Word Embedding using Python

Jeril Kuriakose
Analytics Vidhya
Published in
4 min readFeb 18, 2020

--

In this post we will see how to generate word embedding’s and plot a chart for the corresponding words.

Dependencies

- NLTK
- Sklearn
- Gensim
- Plotly
- Pandas

First we need to get a paragraph or text for which we need to find the embeddings, I took a pragraph from here for this post.

paragraph = '''Jupiter is the fifth planet from the Sun and the largest in the Solar System. 
It is a gas giant with a mass one-thousandth that of the Sun,
but two-and-a-half times that of all the other planets in the Solar System combined.
Jupiter is one of the brightest objects visible to the naked eye in the night sky,
and has been known to ancient civilizations since before recorded history.
It is named after the Roman god Jupiter. When viewed from Earth,
Jupiter can be bright enough for its reflected light to cast shadows,
and is on average the third-brightest natural object in the night sky after the Moon and Venus.'''

Next we need to tokenize the text, so we use the nltk library to get it done:

import nltk# tokeninizing the paragraph
sent_text = nltk.sent_tokenize(paragraph)
word_text = [nltk.word_tokenize(sent) for sent in sent_text]
print(word_text)

We will get a 2D array after the tokenizing, and will look like the following:

[['Jupiter', 'is', 'the', 'fifth', 'planet', 'from', 'the', 'Sun', 'and', 'the', 'largest', 'in', 'the', 'Solar', 'System', '.'], ['It', 'is', 'a', 'gas', 'giant', 'with', 'a', 'mass', 'one-thousandth', 'that', 'of', 'the', 'Sun', ',', 'but', 'two-and-a-half', 'times', 'that', 'of', 'all', 'the', 'other', 'planets', 'in', 'the', 'Solar', 'System', 'combined', '.'], ['Jupiter', 'is', 'one', 'of', 'the', 'brightest', 'objects', 'visible', 'to', 'the', 'naked', 'eye', 'in', 'the', 'night', 'sky', ',', 'and', 'has', 'been', 'known', 'to', 'ancient', 'civilizations', 'since', 'before', 'recorded', 'history', '.'], ['It', 'is', 'named', 'after', 'the', 'Roman', 'god', 'Jupiter', '.'], ['When', 'viewed', 'from', 'Earth', ',', 'Jupiter', 'can', 'be', 'bright', 'enough', 'for', 'its', 'reflected', 'light', 'to', 'cast', 'shadows', ',', 'and', 'is', 'on', 'average', 'the', 'third-brightest', 'natural', 'object', 'in', 'the', 'night', 'sky', 'after', 'the', 'Moon', 'and', 'Venus', '.']]

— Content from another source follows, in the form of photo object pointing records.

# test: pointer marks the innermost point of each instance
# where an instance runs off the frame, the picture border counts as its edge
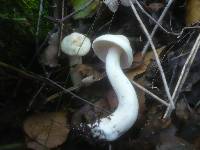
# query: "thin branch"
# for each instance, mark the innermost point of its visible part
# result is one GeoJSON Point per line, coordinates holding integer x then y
{"type": "Point", "coordinates": [157, 23]}
{"type": "Point", "coordinates": [150, 93]}
{"type": "Point", "coordinates": [156, 26]}
{"type": "Point", "coordinates": [184, 74]}
{"type": "Point", "coordinates": [155, 54]}
{"type": "Point", "coordinates": [49, 82]}
{"type": "Point", "coordinates": [71, 14]}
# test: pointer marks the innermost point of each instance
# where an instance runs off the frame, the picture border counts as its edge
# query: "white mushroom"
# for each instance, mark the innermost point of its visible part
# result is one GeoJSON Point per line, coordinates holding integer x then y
{"type": "Point", "coordinates": [75, 45]}
{"type": "Point", "coordinates": [116, 52]}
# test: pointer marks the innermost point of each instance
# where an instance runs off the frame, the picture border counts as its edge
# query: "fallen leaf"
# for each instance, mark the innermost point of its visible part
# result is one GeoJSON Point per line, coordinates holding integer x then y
{"type": "Point", "coordinates": [78, 4]}
{"type": "Point", "coordinates": [46, 130]}
{"type": "Point", "coordinates": [141, 63]}
{"type": "Point", "coordinates": [90, 114]}
{"type": "Point", "coordinates": [192, 12]}
{"type": "Point", "coordinates": [88, 73]}
{"type": "Point", "coordinates": [168, 141]}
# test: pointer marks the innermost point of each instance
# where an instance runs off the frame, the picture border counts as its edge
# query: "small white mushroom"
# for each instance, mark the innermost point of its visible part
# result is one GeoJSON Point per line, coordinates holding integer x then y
{"type": "Point", "coordinates": [116, 52]}
{"type": "Point", "coordinates": [75, 45]}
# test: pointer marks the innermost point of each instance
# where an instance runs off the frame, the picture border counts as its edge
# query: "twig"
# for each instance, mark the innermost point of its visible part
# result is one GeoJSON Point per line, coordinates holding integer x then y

Now we will use the gensim package to get the word embedding’s from Word2Vec model.

from gensim.models import Word2Vec# train model to get the embeddings
model = Word2Vec(word_text, min_count=1)

To plot the word embeddings we need to first convert the multi-dimensional embedding’s to a 2D array. So to convert it to 2D array we use PCA

# getting the embedding vectors
X = model[model.wv.vocab]
# dimentionality reduction using PCA
pca = PCA(n_components=2)
# running the transformations
result = pca.fit_transform(X)
# getting the corresponding words
words = list(model.wv.vocab)

We need to do some processing to convert the PCA results to dataframe and is as follows:

import pandas as pd# creating a dataframe from the results
df = pd.DataFrame(result, columns=list('XY'))
# adding a columns for the corresponding words
df['Words'] = words
# converting the lower case text to title case
df['Words'] = df['Words'].str.title()

After getting the required array’s we can plot the chart using plotly

import plotly.express as px# plotting a scatter plot
fig = px.scatter(df, x="X", y="Y", text="Words", log_x=True, size_max=60)
# adjusting the text position
fig.update_traces(textposition='top center')
# setting up the height and title
fig.update_layout(
height=600,
title_text='Word embedding chart'
)
# displaying the figure
fig.show()

Now the word embedding chart will look like the following:

word embedding chart

The entire code is as follows:

import nltk
import pandas as pd
import plotly.express as px
from gensim.models import Word2Vec
paragraph = '''Jupiter is the fifth planet from the Sun and the largest in the Solar System.
It is a gas giant with a mass one-thousandth that of the Sun,
but two-and-a-half times that of all the other planets in the Solar System combined.
Jupiter is one of the brightest objects visible to the naked eye in the night sky,
and has been known to ancient civilizations since before recorded history.
It is named after the Roman god Jupiter. When viewed from Earth,
Jupiter can be bright enough for its reflected light to cast shadows,
and is on average the third-brightest natural object in the night sky after the Moon and Venus.'''
# tokeninizing the paragraph
sent_text = nltk.sent_tokenize(paragraph)
word_text = [nltk.word_tokenize(sent) for sent in sent_text]
# train model to get the embeddings
model = Word2Vec(word_text, min_count=1)
# getting the embedding vectors
X = model[model.wv.vocab]
# dimentionality reduction using PCA
pca = PCA(n_components=2)
# running the transformations
result = pca.fit_transform(X)
# getting the corresponding words
words = list(model.wv.vocab)
# creating a dataframe from the results
df = pd.DataFrame(result, columns=list('XY'))
# adding a columns for the corresponding words
df['Words'] = words
# converting the lower case text to title case
df['Words'] = df['Words'].str.title()
# plotting a scatter plot
fig = px.scatter(df, x="X", y="Y", text="Words", log_x=True, size_max=60)
# adjusting the text position
fig.update_traces(textposition='top center')
# setting up the height and title
fig.update_layout(
height=600,
title_text='Word embedding chart'
)
# displaying the figure
fig.show()

Happy Coding !!!

--

--